Capitol Comments Articles
House Health and Human Services Committee Hears Bills

HouseChamber (Feb. 14, 2023) – Today, the House Health and Human Services Committee, chaired by Representative Brenda Landwehr (R-Wichita), held a hearing on House Bill 2288. The legislation enacts the Counseling Compact to provide interstate practice privileges for professional counselors.

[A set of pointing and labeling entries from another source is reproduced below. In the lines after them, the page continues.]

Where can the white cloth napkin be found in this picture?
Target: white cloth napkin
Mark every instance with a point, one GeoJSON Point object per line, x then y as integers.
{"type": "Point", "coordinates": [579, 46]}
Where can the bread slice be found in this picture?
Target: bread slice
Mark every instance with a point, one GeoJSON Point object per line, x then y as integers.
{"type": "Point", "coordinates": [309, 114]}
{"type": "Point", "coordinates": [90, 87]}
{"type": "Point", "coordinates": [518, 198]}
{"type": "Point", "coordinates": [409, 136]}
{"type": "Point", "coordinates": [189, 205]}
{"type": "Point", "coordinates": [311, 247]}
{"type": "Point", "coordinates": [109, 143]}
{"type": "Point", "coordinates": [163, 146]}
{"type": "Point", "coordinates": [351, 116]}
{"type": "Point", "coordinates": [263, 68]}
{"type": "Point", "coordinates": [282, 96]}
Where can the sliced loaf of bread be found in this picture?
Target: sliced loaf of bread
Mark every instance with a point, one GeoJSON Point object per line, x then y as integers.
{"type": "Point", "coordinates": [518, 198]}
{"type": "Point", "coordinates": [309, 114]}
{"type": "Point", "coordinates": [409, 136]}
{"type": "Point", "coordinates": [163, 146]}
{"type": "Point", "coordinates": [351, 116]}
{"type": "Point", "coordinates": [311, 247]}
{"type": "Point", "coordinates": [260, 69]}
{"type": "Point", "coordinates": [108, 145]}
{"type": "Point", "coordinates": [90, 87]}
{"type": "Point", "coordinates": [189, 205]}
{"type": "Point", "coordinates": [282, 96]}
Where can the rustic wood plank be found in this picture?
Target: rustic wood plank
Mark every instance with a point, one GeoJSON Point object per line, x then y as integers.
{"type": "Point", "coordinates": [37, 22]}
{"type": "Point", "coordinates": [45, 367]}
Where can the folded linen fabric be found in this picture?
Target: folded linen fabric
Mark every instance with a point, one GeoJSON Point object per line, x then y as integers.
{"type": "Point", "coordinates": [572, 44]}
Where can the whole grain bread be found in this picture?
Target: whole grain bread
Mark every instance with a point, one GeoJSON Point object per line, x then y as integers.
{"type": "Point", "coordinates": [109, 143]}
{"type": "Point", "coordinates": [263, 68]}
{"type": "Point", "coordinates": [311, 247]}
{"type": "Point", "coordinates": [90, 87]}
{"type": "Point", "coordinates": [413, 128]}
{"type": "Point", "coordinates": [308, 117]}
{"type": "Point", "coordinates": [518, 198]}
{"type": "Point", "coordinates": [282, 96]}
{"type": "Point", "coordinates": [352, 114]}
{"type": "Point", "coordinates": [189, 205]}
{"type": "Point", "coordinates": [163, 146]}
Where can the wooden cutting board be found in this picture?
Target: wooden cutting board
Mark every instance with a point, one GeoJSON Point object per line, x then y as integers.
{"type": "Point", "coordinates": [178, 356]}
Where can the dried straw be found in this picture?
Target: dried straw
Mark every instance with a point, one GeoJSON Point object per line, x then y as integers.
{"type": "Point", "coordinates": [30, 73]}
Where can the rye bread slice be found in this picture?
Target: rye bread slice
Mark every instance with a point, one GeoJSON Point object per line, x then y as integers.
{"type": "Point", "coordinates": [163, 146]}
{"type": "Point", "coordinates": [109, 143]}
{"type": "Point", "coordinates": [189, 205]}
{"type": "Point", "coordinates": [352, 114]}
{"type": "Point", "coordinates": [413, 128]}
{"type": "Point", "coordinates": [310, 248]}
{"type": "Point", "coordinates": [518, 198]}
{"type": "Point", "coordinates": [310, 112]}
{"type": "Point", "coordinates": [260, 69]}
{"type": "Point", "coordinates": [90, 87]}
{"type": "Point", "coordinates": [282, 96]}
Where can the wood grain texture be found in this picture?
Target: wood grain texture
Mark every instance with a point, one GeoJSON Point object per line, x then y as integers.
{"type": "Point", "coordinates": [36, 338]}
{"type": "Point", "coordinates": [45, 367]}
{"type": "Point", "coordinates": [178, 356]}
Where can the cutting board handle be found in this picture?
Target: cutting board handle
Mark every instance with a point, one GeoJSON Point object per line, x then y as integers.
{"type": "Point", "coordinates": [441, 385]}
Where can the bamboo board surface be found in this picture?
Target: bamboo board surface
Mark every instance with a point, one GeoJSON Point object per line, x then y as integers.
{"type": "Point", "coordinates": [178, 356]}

The committee heard from proponents:

  • David Fye, Kansas Behavioral Sciences Regulatory Board
  • Andrew Secor, Kansas Counseling Association
  • Dominique Marsalek, American Counseling Association

The committee also heard House Bill 2259, which provides certain mental health medications to be available without prior authorization to treat Medicaid recipients. The legislation also abolishes the Mental Health Medication Advisory Committee.

Proponents included:

  • Kyle Kessler, Association of Community Mental Health Centers of Kansas
  • William Warnes, MD, child and adolescent psychiatrist and medical director for the Association of Community Mental Health Centers of Kansas
  • Amy Campbell, Kansas Mental Health Coalition
  • Madison Elliot, National Alliance on Mental Illness

Opponents included:

  • Sarah Fertig, State Medicaid director, emphasized it would reopen the door to dangerous prescribing practices. She also maintained it would eliminate the current parity between mental health and medical drug coverage pointing out the Medicaid program is already working to reduce provider burdens.
  • Annette Graham, Kansas Department of Health and Environment testified the state's managed care organizations are committed to a prior authorization response within 24 hours, approved, denied or need more information. But says it is not very often at all.

The committee worked on House Bill 2340. The legislation increases the membership of the Kansas Behavioral Sciences Regulatory Board, decreases the years of practice required for reciprocity licensure of certain professions, extends the license period for temporary licenses, establishes new license categories and provides additional continuing education requirements.

The committee amended to strike the requirement of cultural diversity training and reduced the continual training requirement to three hours. They further amended to reduce the bills 15 credit hours required to three and left certain course requirements. The committee will finish the bill tomorrow and continue bill hearings.